# MagicJack & DirecTV Tivo Series 2 dial-in



## bcbounders (Sep 24, 2008)

I've looked through the forums but haven't found a posting with this same topic... so I'm wondering if ANYONE has ever had success with a TiVo unit dialing in for updates over a MagicJack VOIP device.

Anyone? Anyone at all?

Thanks!

P.S... and, yes, I know about trying PPP, etc., but that's not a great option for me (Apple computers with no serial ports).


----------



## Gunnyman (Jul 10, 2003)

Won't work.
either hack your Tivo to make it think it is calling in or just delete the "you need to call in" messages


----------



## classicsat (Feb 18, 2004)

You can use USB serial adapters for serial PPP. The work is configuring the computer as a PPP client, which should be very doable considering that OSX is BSD based.


----------



## IminMs (Sep 10, 2006)

I had a hard enough time getting magicjack to dial out with a cordless phone. Tivo was out of the question. Magicjack requires a longer DTMF tone length than most newer electronics use.


----------



## bcbounders (Sep 24, 2008)

Gunnyman & IminMs - thanks. I kinda figured that it wouldn't work, but thought I'd ask before dropping any change on it. Appreciate the input.

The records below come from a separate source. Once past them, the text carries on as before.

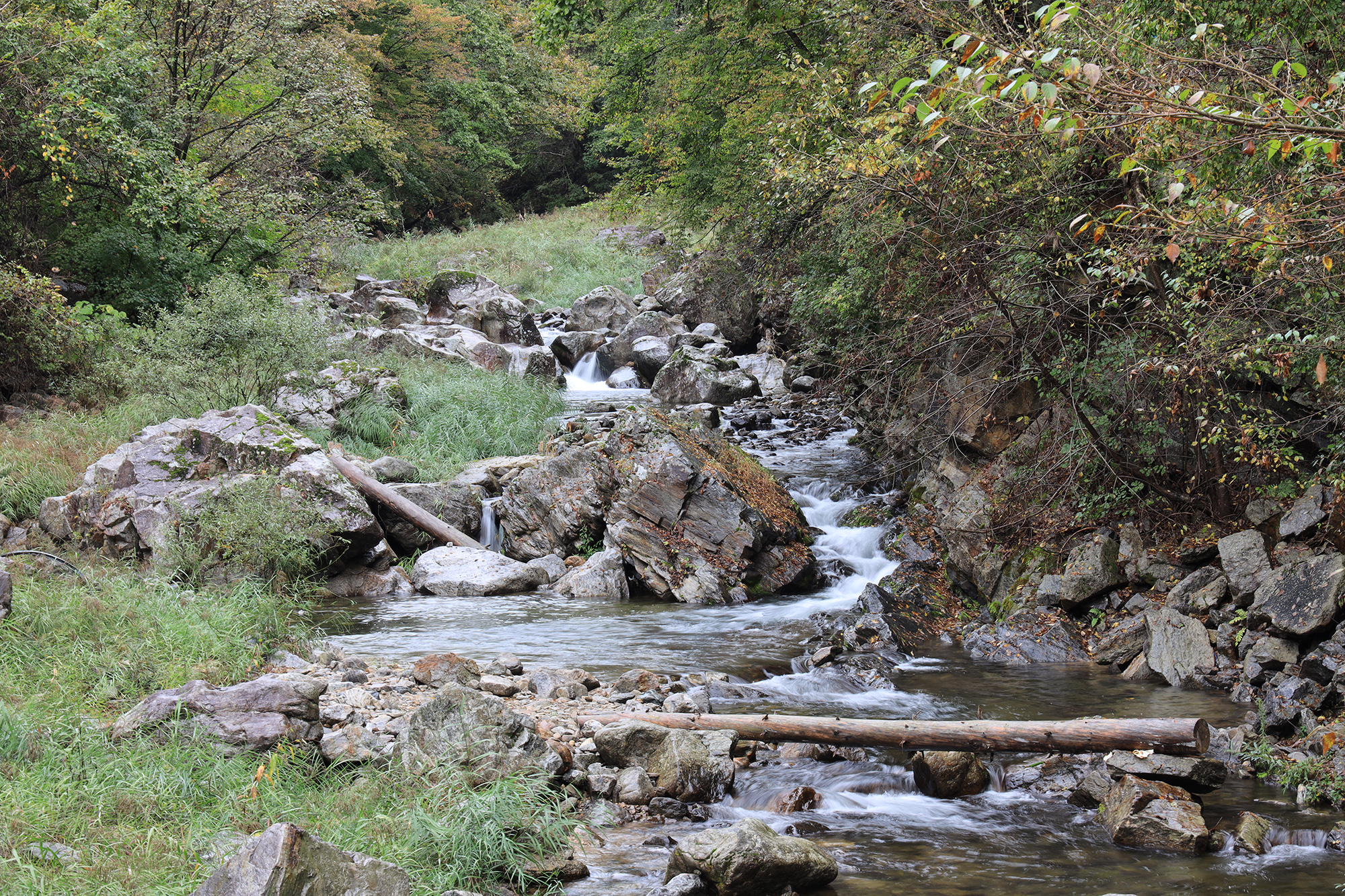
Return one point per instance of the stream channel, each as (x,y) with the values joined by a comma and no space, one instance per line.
(886,834)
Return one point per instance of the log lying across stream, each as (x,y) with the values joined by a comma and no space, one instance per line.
(1172,736)
(414,513)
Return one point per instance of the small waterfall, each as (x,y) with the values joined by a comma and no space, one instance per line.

classicsat - PPP is sounding like the best option/route. I'll have to do some digging and see if anyone here has successfully configured the PPP client on Mac OS X for some pointers. If you know of any threads dealing with this, I'd appreciate a pointer.

Thanks all1


----------



## aaronwt (Jan 31, 2002)

IminMs said:


> I had a hard enough time getting magicjack to dial out with a cordless phone. Tivo was out of the question. Magicjack requires a longer DTMF tone length than most newer electronics use.


I had no problems. It was just like it says, plug it in to the PC, plug it into the cordless phone and in a few minutes I could make and receive calls with my three DECT 6.0 cordless phones.


----------



## ciper (Nov 4, 2004)

I know this is not what you asked but I hope you know Magic Jack is bad? They intentionally install adware on your machine, spy on your activities, sell your information to spammers, don't have a real 911 service and force you into not suing them among other dastardly deeds.

Here are some examples to cancel now before its too late http://gadgets.boingboing.net/2008/04/14/magicjacks-eula-says.html
http://www.ripoffreport.com/reports/0/320/RipOff0320581.htm
http://www.infomercialscams.com/scams/magic_jack_complaints

After you read those search the web for support and return stories. You'll find that support is non existent and getting a refund often takes two months if you get it at all

Just in case you change your mind you will have to edit your registry manually to uninstall the crap - http://uninstallmagicjack.com/ with instructions on how to get rid of it.


----------



## aaronwt (Jan 31, 2002)

ciper said:


> I know this is not what you asked but I hope you know Magic Jack is bad? They intentionally install adware on your machine, spy on your activities, sell your information to spammers, don't have a real 911 service and force you into not suing them among other dastardly deeds.
> 
> Here are some examples to cancel now before its too late http://gadgets.boingboing.net/2008/04/14/magicjacks-eula-says.html
> http://www.ripoffreport.com/reports/0/320/RipOff0320581.htm
> ...


Most of the negative responses are by people who have no idea what they are doing. and the other page says "..Our computers may analyze the phone numbers you call in order to improve the relevance of the ads.."

So what, no big deal. I see no effect on the PC. Besides the laptop I'm using it on goes to a blamk screen after a minute. I'm not looking at any ads so I don't care. Even TiVo has ads based on what you are viewing. That is no different.

The calls sound like they are from a landline. I am very pleased with it. And if I do ever want to remove the registry entries, not that they will affect anything anyway, that will be easy too.


----------